Olsen threw in everything but the kitchen sink to try to get the judge to keep Lake's lawsuit alive.
What he didn’t offer up was any real evidence that shows she would have won. Lake lost to Secretary of State Katie Hobbs by 17,117 votes.
“If there's anything rotten here ... it’s candidates who cannot accept they lost,” Abha Khanna, a Seattle-based attorney representing Hobbs, countered.
Hobbs' attorneys quickly dispelled that notion
Khanna and other attorneys defending the state and county made quick work of Lake’s most serious claims. Consider:
Lake says three people who worked on verifying early ballot signatures believe that up to 30% to 40% of those ballots should have been rejected. But lawyers defending the election pointed out that that would be an unprecedented rejection rate and noted that ballots initially flagged for possible mismatches usually are accepted after further checking.
Lake says the fact that 25,000 ballots were added to the vote count a day or two after the election is proof of illegal ballots. But the county points out that the original turnout total offered was only an estimate – one that turned out to be low due to the record number of early ballots brought to the polls on Election Day.
Lake contends that up to nearly 30,000 of her supporters were unable to vote. She bases this on a partisan pollster who interviewed 813 Maricopa County voters who cast ballots and from that announced that anywhere from 15,603 to 29,257 Kari Lake supporters didn’t get to vote.
Lake points to a “secret censorship operation” that allowed Hobbs’ office to flag tweets, which were then removed from Twitter. But those tweets – which dealt with “election misinformation” – were flagged a day after the Jan. 6, 2021, insurrection and had nothing to do with Lake or her loss nearly two years later.
Here’s what Lake’s attorneys didn’t offer:
Any actual evidence of any actual people who were denied their right to vote.
Or any actual evidence of fake voters who were allowed to cast phony ballots.
Only 3 who claimed harm didn't vote
She produced sworn declarations from more than 200 voters who claimed they were harmed by Maricopa County’s Election Day problems. But of those, the county says only three didn’t vote and that was their own choice.
Declining to wait in line or put your ballot in a box, to be counted later, is not evidence of disenfranchised voters.
“A Republican today who claims he or she couldn’t find a parking space to vote, as one of the affiants said, or I didn’t want to vote in the 26 days prior to the election and the lines were too long or anybody who would claim that a printer malfunction of 70 out of 223 is voter suppression is insulting to this court,” Deputy Maricopa County Attorney Tom Liddy said, in asking the judge to dismiss the lawsuit. “It’s insulting to African Americans.”

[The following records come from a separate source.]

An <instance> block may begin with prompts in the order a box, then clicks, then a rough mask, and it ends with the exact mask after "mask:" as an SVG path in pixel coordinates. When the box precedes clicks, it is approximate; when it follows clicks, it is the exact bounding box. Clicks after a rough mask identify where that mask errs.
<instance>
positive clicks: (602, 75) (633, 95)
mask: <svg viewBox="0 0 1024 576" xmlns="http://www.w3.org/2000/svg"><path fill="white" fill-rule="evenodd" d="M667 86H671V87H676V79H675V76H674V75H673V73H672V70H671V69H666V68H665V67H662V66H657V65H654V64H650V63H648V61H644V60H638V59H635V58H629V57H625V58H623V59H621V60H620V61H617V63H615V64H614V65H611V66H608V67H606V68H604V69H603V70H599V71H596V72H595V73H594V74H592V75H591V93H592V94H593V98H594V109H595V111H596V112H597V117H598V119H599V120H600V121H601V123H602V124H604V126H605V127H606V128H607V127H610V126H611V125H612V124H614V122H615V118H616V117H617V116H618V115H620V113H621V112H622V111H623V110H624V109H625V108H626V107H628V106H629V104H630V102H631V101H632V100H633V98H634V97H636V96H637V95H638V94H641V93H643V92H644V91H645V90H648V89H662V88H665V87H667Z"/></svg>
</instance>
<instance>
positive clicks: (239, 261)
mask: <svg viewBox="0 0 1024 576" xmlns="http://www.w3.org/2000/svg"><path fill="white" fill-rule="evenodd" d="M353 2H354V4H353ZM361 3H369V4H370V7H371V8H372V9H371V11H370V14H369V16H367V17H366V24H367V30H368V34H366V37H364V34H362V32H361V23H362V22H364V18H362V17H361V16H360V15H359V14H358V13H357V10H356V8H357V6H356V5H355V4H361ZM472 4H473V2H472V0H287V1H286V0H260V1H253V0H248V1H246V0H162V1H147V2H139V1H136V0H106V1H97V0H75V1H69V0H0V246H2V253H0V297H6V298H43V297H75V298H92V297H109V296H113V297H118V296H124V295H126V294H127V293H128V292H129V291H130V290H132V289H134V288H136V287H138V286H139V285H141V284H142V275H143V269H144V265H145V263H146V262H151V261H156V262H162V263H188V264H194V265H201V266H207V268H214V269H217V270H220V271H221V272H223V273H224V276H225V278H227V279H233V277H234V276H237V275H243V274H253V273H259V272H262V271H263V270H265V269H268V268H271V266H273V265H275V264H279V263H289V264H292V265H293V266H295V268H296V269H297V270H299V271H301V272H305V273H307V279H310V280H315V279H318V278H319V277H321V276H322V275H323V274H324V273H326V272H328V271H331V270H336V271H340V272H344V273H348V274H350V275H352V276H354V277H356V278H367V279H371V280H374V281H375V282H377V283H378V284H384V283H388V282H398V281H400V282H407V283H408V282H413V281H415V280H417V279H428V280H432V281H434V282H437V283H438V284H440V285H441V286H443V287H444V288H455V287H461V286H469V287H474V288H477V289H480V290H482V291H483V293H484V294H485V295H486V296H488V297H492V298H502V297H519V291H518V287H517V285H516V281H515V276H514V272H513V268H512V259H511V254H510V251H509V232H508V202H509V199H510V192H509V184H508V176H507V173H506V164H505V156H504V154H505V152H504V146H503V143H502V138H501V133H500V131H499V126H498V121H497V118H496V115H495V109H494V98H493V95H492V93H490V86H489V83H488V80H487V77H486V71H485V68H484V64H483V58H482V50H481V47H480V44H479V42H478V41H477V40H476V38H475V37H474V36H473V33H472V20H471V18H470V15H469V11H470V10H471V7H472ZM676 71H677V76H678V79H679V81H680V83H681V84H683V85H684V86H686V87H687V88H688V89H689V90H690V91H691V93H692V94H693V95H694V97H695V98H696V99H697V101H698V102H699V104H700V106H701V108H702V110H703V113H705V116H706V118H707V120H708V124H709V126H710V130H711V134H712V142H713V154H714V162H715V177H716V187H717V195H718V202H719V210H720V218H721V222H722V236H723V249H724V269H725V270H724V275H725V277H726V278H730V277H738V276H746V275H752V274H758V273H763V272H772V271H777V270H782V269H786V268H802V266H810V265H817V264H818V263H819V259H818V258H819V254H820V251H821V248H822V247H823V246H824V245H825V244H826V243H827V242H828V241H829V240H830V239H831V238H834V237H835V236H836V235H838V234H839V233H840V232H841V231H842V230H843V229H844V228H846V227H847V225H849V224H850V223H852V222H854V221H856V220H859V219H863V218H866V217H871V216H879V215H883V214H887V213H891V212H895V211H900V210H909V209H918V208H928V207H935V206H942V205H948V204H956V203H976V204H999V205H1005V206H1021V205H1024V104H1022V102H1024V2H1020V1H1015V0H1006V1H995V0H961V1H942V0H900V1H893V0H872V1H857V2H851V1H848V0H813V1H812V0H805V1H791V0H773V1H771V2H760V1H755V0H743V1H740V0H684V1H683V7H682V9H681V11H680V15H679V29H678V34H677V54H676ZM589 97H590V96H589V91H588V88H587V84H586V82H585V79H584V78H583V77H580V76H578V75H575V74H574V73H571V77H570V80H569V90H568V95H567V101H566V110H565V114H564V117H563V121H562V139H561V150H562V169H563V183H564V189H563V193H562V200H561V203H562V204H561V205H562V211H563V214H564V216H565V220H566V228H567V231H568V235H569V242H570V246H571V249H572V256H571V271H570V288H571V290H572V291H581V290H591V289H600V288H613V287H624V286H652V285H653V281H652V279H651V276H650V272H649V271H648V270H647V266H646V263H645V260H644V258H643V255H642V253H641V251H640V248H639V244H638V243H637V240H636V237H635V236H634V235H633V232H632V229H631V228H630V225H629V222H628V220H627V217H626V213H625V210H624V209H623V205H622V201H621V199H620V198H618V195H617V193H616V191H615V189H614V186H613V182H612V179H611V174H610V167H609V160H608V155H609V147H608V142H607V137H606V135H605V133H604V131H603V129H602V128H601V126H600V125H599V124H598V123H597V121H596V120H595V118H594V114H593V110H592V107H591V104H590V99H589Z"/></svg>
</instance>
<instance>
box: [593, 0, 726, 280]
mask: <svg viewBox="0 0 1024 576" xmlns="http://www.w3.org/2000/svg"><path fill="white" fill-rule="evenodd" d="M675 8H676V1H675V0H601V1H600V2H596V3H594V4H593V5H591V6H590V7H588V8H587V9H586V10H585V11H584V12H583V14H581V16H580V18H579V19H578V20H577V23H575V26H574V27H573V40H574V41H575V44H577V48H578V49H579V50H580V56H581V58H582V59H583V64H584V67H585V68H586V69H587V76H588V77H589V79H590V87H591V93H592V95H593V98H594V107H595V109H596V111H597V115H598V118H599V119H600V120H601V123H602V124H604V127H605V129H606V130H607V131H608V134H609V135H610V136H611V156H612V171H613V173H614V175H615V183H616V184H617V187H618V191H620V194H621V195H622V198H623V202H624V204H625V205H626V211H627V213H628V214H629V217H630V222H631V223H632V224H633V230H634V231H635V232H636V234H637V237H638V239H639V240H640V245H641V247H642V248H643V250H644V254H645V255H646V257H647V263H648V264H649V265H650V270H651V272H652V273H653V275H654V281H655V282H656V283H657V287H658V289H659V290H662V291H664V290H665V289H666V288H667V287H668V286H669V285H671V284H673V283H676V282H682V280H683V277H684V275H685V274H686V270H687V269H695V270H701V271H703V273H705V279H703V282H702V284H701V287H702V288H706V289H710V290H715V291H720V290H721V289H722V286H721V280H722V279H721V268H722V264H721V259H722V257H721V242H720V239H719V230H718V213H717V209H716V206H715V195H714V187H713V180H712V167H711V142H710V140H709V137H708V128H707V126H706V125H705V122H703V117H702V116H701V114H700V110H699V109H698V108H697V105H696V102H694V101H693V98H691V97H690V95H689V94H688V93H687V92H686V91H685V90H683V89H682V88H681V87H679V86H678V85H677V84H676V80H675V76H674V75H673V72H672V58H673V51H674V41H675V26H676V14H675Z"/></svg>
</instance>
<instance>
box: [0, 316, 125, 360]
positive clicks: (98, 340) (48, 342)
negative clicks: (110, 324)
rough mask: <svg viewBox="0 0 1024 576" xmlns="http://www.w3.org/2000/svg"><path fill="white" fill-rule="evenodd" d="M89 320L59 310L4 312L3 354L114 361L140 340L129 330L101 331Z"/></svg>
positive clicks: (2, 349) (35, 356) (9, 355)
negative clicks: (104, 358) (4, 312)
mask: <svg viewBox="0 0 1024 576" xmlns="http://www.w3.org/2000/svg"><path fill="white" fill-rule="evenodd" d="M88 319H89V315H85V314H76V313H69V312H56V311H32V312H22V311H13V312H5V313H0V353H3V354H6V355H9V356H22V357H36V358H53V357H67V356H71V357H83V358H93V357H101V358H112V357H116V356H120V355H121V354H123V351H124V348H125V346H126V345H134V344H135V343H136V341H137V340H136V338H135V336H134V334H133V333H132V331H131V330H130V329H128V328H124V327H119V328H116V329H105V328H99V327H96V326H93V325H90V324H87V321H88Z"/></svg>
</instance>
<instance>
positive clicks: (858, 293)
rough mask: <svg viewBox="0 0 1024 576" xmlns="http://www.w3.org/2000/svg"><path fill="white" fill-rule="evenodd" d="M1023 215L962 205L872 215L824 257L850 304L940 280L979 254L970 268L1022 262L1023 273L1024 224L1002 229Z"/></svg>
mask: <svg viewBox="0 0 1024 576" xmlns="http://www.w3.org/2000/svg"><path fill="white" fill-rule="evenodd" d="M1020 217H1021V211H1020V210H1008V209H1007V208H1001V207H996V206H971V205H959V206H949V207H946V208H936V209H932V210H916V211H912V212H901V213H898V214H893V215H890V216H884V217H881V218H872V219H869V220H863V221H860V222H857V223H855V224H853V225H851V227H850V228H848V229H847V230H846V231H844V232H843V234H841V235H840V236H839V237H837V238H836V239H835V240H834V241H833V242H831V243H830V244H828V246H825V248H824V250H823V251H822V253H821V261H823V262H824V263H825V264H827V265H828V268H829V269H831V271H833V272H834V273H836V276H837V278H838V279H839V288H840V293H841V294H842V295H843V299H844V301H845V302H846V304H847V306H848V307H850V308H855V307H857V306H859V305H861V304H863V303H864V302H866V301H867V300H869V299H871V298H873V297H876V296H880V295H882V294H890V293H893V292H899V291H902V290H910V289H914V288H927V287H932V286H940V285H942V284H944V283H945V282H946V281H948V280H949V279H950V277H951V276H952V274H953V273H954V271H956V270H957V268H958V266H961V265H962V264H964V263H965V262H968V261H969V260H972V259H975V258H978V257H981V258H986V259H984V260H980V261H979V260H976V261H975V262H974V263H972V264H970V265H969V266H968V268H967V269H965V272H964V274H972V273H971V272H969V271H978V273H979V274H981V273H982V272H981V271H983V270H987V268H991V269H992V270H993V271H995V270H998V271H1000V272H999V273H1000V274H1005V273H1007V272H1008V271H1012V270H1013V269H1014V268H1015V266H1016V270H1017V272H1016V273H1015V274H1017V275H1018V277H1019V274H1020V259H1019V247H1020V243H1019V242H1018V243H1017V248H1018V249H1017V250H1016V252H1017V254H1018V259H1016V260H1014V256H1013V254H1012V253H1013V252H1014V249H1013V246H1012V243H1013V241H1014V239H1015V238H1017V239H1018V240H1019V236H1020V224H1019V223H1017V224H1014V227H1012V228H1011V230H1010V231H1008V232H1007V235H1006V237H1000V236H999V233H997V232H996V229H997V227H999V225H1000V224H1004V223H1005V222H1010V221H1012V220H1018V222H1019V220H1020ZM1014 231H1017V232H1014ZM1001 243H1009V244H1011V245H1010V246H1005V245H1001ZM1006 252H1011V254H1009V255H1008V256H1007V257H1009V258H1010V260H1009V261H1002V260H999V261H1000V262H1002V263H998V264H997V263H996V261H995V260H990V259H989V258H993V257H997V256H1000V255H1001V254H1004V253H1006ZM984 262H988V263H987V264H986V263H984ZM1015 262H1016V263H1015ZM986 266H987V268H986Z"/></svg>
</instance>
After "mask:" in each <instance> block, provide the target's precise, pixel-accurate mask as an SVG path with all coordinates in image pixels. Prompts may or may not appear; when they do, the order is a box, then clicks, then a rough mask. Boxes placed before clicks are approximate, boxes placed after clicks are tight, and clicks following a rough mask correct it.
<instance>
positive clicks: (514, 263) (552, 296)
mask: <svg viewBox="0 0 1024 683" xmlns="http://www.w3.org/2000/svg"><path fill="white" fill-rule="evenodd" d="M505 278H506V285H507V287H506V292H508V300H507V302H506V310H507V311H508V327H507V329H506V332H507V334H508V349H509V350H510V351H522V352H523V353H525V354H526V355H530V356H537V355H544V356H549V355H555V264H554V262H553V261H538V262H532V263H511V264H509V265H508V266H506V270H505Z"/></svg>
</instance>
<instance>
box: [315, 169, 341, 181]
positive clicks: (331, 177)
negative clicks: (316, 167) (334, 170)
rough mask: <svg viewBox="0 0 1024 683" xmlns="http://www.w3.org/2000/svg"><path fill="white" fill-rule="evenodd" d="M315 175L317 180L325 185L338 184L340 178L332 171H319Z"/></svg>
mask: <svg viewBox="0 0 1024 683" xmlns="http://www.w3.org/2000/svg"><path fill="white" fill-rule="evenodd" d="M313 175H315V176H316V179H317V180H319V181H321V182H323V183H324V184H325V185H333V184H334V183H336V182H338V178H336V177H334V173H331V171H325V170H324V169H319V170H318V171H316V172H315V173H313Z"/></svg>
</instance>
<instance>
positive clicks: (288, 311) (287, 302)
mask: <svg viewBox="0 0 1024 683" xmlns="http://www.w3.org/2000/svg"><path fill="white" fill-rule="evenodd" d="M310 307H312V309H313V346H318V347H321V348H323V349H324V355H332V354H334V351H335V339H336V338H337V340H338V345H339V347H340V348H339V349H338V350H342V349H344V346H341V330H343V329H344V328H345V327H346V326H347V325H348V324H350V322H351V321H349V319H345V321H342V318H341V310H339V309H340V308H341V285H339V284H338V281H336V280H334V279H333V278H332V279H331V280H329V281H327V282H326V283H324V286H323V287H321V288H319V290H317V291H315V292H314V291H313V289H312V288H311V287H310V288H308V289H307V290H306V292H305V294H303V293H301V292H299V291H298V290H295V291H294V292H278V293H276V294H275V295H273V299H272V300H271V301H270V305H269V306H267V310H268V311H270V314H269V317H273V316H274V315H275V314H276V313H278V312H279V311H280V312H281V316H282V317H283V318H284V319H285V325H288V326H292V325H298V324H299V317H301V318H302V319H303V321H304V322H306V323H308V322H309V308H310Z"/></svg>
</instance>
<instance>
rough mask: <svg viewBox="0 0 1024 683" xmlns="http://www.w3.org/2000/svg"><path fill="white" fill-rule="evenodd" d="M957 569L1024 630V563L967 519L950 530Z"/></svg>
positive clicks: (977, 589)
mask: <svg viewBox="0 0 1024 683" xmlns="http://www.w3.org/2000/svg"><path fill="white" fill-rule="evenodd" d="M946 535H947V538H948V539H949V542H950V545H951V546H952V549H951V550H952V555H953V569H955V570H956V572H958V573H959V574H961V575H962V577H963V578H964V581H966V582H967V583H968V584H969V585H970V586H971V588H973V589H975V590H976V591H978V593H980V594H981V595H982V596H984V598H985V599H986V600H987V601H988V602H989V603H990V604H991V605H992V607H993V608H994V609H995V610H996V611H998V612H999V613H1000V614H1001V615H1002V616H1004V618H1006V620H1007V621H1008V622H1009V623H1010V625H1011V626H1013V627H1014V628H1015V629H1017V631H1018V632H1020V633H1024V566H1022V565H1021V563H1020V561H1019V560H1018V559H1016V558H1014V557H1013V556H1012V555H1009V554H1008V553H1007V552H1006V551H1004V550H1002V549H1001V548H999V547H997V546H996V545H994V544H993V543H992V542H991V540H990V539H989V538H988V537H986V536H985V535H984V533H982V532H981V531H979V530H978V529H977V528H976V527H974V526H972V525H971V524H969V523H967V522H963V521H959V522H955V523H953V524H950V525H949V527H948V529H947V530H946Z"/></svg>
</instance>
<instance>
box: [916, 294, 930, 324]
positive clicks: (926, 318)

Key facts:What's disputed in Kari Lake's election challenge
Olsen countered that the people have a right to see the evidence that Lake was robbed.
“This,” he said, “is about restoring trust in our elections system.”
I certainly agree that trust needs to be restored, given the trend of losing candidates who pitch a fit from coast to coast about the many ways in which they were robbed.
Fortunately, we’re already seeing the restoration of normalcy.
Other lawsuits got the boot. Lake's should, too
On Friday, a Mohave County Superior Court judge threw out Sen. Sonny Borrelli’s wild claims that Lake's election was stolen by artificial intelligence supposedly used to verify early ballot signatures. (The county says AI was not used to verify signatures.)
Also on Friday, Maricopa County Superior Court Melissa Julian tossed out Mark Finchem’s lawsuit, claiming all manner of nefarious activity in denying him the secretary of state’s post. Finchem lost by 120,208 votes to Adrian Fontes.
“None of these alleged acts constitutes 'misconduct' sufficient to survive dismissal,” Julian wrote.
She then granted a request for sanctions – a signal that Finchem’s lawsuit was a waste of time.
Judge Thompson should do the same.
If we’re going to “restore trust,” then it ought to start with a demand that losing candidates deal not in threats and temper tantrums but in actual evidence.
Thompson could rule at any minute on the motion to throw out Lake’s lawsuit.
My suggestion: Keep your fire extinguisher handy.